Mealworms , when is the right age to feed them to your poultry. ( baby Chicks)

edited November 2015 in Bug Farming Questions

I have been looking everywhere for some help and need some thoughts . what age do you think , is too early to feed baby chicks live mealworms ? Sometimes we like to throw some tiny mealworms in for newly hatched chicks that are about a week old or so depending on the size of the chick depends on the size of mealworms i give them. What are the cons or any pros of feeding live mealworms to really young chicks. can it cause respiratory issues from the exoskeletons ? how much is to much for bantam chickens and standard chickens ? what is a good age to start giving them live mealworms ? Can it cause damage to the liver or other organs feeding protein to early ? thank you for your thoughts and help. i sometimes have noticed some chicks at a really youngs age having problems even eating baby baby mealworms , so we have cut back for awhile on giving it to my silkie chicks till i get more info .

Thank you

Comments

  • Betsy, - Broiler (for eating) chicks beginning at 7 days fed up to 10% Tenebrio molitor mealworm larvae as a part of a 19% protein diet was as good as when did not use the larvae as part of the 19% protein feed which was based on soybean & sorghum. As per respected Mexican entomologist in (2002) "Use of Tenebrio molitor (Coleoptera: Tenebrionidae) to Recycle Organic Wastes and as Feed for Broiler Chickens"; link = http://jee.oxfordjournals.org/content/95/1/214.abstract

    At a younger age of just 2 days old expect only 10 out of 14 chicks to actually eat a 20-25 mm size mealworm larvae. Some will probably investigate it from a distance with their neck fully extended & pass, others just peck with beak closed & never actually open their beak; the one's that open their beaks are the ones which will be the first to actually pick up a larvae.

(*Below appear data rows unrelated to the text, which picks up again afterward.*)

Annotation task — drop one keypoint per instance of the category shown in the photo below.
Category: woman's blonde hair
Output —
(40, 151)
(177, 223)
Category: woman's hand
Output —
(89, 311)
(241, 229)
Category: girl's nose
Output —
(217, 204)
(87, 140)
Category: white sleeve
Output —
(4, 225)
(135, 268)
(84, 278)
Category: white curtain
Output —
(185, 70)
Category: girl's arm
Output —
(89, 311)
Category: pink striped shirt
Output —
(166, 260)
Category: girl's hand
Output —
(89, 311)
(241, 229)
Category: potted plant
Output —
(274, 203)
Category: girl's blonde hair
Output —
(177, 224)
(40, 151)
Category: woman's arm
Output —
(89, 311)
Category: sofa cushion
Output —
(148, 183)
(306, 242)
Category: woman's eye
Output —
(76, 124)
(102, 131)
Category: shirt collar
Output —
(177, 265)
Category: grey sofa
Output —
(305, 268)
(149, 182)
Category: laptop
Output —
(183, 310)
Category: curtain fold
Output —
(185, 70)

    If you are using a transparent/clear water dish for them & there are no color contrasts in their immediate environment for the very young chick to orientate to then they will be more timid about engaging the mealworm. This is because when very young if they learn to differentiate that there are objects in their environment they will be less afraid of the appearance of a mealworm larvae & will eat it (open beak up) instead of just investigate it (poke with closed beak).

  • @gringojay , does feeding mealworms to chicks at such a young age effect there crop or breathing due to the exoskeleton. I dont raise broilers much just when the time of year is right. i mostly raise silkies and sizzles for show reasons and 4H and FFA for the kids . i have noticed the silkies and sizzles seem to be more delicate than broilers when it comes to eating worms. this info you have shared with me is very informative thank you i will now save this info .

  • Hi Betsy, - I don't see any way that chitin from larvae would perforate or impact the crop. Chickens are omnivores; yet autopsies done back in the 1970s (?) on wild forest fowl akin to chickens show that their wild diet is naturally very high in assorted larvae.

    The crop (an enlarged sector of the oesophagus prior to stomach) is designed to store items foraged & larvae (mealworms) have no protrusions. Their enzymes include one chitin-ase in their proventriculus (glandular stomach before muscular stomach with it's gastric enzymes) located just before the muscle mechanics of their stomach digests food.

    One study added chitin at 25g/Kg feed of chickens from chick to adult & 48% of that was digested, at 50g/Kg feed 50% was digested & at 75g/Kg feed 45% of that was digested; but the energetic value (Joules/Kg) produced is fairly minimal. A lot of recent studies parse positive benefits from using chitin &/or chitosan (processed chitin). One very old study reported that 10-15% chitin based compound improved the rate of egg laying, but 20% led to poorer laying & shells get less hard.